We met at a bar on Bloor Street in 2007, a defining year if there ever was one. This was the year I moved from Etobicoke back home again and eventually, finally, to the city. This was the year my first love ended and my new love began and between them a few bad stories for good measure. This was the year I became me.

It was also the year we became us. I noticed him right away and it caught me off guard when he approached me shortly after and asked to buy me a drink. I was drinking Tom Collins in those days because I was 20. He was 26. He was older and had sexy hair and a good job and a Guns N Roses belt buckle that pressed into me as we danced into the night. He was messy and the night was messy and that’s what I wanted. I wanted to make mistakes. I wanted to be wild and reckless and so did he. We saw each other at the time as a taste of the good life, but our definitions of the good life were flawed. Both relatively fresh out of long-term relationships, we saw each other as attractive distractions to our everyday lives, which were sadder on the inside than we showed on the outside. We were sadder, but we were never sad when we were together.

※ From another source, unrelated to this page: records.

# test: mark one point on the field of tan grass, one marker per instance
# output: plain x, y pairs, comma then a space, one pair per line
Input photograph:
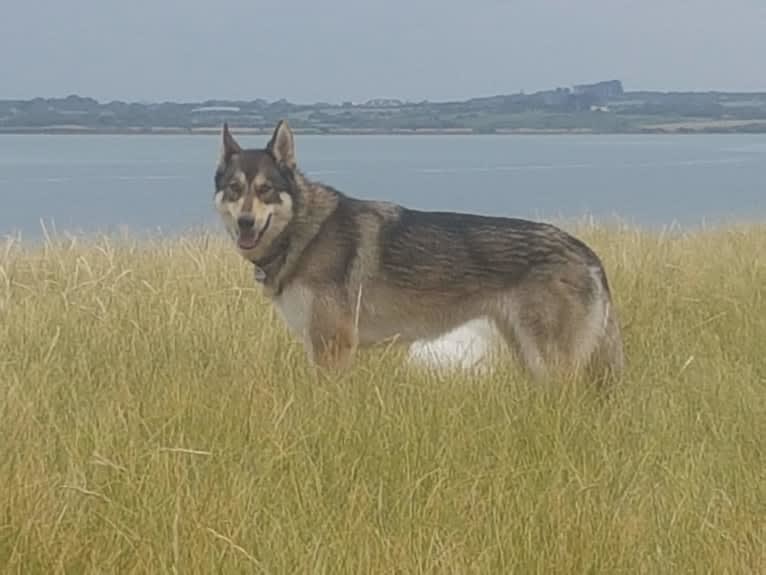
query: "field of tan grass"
156, 417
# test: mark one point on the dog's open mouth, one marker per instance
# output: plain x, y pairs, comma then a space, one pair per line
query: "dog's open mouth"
248, 239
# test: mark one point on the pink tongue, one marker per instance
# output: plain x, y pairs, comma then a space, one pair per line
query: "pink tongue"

We met early in April and by May I knew I loved him, a love that made my heart beat so hard I thought it just might tear from my chest and escape someplace far away. I didn’t know it was possible to love somebody so hard so quickly, but I did and I loved him with every part of my being in a way I had never experienced before. It was passionate and raw. It was terrifying. I didn’t want to be in love like this, it was foreign and I didn’t know how to navigate those waters. I thought I had sailed before but this was different. I was scared of what was happening to me. All my thoughts returned to him, all my nights went to him, my heart went to him, my body went to him, I just let this love wash over me and even if I had tried I knew there was nothing I could do to stop it. By the end of May we ended all our phone calls with “I love you.”

This was almost seven years ago now and many people ask me how I have spent the entirety of my 20s with one man and I have told them that when you find the love of a good man it is as though time vaporizes. There is never quite enough. He is such a part of me that I feel his presence in my bones. When he aches, I ache. When he bleeds, I bleed. When he’s happy, I’m happy. He is the kind of man who will make me homemade chicken noodle soup at my earliest inclination of feeling sick. He is the kind of man who treats my nieces and nephews with such love I can’t help but imagine him as the father of my future babies. He is the kind of man who knows everything about me and loves me anyway, loves me even though I can be hard to deal with, hard to live with. He is the kind of man who showers me in this love, whose hugs and kisses embrace my entire body, whose jokes make me laugh, whose touch drives me wild, whose voice makes the world feel alright, who makes me feel alive.

There have been hard times, oh yes, bruises on our hearts from times we were not our best selves, our best us. There were times we would look at each other and feel only despair. But we worked through those times because we recognize that sometimes you have to work for love, you have to fight for love, you have to try and try and try again to make things right because there is nothing more magical, nothing more beautiful, than a love worth fighting for. A good love takes work, it takes dedication, it takes determination and it takes time. It takes effort. When people ask me how we’ve survived for so long, how we still show such affection and compassion for each other, it’s because we make the effort to be the best versions of ourselves we can be, for ourselves and for each other. We put in the effort to do things that couples do when they’re first starting to fall in love. We go on dates, we go on trips, we cook new recipes for each other and we try new wines. We laugh. We touch. We kiss. We care. Our secret is that we try.

When you find the love a good man, appreciate it. Love it. Take a minute each day to soak in its rays. Tell him you love him. Show him you love him. Hold him close like he holds you. Protect it and work for it and don’t be afraid of it. It wouldn’t be worth it if it didn’t make your heart race. Nothing is.